Floral Jamming is a floral design activity originating from Hong Kong, where participants design their own original sculpture with floral materials.  The floral designer provides all materials required for the floral display including flowers and foliage. Participants select the materials to create their own floral creation within a set time.

Floral Jamming

The mission of Floral Jamming is to promote floral art to the general public. Participants of Floral Jamming are usually beginners who have little to no experience in floral arrangement or floral design. A key feature of Floral Jamming is that the sessions must be conducted by a floral designer with professional certification.

Through Floral Jamming, these participants can assemble a final floral product under professional guidance without having taken any classes. During a Floral Jamming session, the floral designer only provides guidance upon participants’ request. Based on the individual participants’ design, the floral designer could make suggestions on how to refine the arrangement.
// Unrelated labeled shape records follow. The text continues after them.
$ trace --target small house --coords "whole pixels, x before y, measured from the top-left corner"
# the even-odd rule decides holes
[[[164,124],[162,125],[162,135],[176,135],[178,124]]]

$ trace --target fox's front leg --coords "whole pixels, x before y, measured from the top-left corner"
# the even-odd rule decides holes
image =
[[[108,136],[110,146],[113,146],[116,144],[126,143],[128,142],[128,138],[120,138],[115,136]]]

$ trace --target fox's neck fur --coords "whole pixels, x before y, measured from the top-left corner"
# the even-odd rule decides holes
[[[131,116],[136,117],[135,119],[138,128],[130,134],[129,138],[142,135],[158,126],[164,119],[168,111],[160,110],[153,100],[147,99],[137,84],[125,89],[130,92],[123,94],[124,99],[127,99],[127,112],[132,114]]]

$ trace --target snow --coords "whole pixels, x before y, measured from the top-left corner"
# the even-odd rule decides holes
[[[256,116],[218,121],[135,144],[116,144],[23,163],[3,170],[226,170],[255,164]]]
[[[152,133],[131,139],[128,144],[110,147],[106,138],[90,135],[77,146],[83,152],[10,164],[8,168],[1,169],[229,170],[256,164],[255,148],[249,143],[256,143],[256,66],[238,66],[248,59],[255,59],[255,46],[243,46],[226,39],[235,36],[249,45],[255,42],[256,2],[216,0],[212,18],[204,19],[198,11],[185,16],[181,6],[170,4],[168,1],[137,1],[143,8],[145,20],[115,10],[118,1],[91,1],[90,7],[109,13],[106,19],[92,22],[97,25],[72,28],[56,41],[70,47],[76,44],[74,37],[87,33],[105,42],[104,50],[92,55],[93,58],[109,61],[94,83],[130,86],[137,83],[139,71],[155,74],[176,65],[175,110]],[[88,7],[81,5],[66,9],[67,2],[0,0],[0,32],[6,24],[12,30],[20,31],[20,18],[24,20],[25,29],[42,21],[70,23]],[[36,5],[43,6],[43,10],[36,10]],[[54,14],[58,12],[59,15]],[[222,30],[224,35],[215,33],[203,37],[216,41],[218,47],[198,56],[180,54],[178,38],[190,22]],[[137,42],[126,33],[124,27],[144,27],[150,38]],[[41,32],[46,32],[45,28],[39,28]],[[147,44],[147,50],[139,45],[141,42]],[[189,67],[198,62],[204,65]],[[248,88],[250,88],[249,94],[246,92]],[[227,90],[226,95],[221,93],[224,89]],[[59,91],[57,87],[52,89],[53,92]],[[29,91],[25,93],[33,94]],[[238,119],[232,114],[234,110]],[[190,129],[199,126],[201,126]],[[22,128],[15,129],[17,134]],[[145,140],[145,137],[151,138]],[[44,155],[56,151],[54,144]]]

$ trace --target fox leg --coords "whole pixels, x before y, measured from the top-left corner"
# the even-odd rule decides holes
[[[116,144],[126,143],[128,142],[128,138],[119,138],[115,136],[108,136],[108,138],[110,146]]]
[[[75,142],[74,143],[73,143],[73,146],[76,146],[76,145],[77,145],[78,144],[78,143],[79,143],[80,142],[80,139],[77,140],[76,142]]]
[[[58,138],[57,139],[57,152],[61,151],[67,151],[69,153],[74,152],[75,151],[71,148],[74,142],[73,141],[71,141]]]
Floral Jamming is also educational.  It can introduce concepts of nature and design to young participants. It is an activity that can enhance family bonding and interpersonal skills.

Many Floral Jammers have commented that the process of focusing on producing their own individual creation has helped them to distress.

Origin 

The first Floral Jamming was held at Tallensia Floral Art, Hong Kong on July 1, 2011.

Founder 
Floral Jamming was founded by Lowdi Kwan, a floral designer with certification from the American Institute of Floral Designers in 1996.

Benefits of Floral Jamming 

Psychological research has shown that the art of floral arrangement can help relieve mood swings, improve cognitive and perceptive functions and enhance social skills.

Bearing this in mind Kwan thought of the concept of Floral Jamming.

Sessions 
Prior to the session, materials including the necessary tools and accessories would be displayed. To start off a session a floral designer will give a brief introduction on the materials and on how to start a floral arrangement by introducing the fundamental principles of floral arrangement. The participants will then select flowers and other floral materials to construct their own floral arrangement.  The floral designer will provide assistance and technical support throughout the session. It is important to note that the floral designer will only provide guidance/ suggestion upon request as a support and not to change the participants’ individual design.

Floral Jamming has been organized for functions such as birthday parties, bridal showers, school fairs, corporate team building and charity events.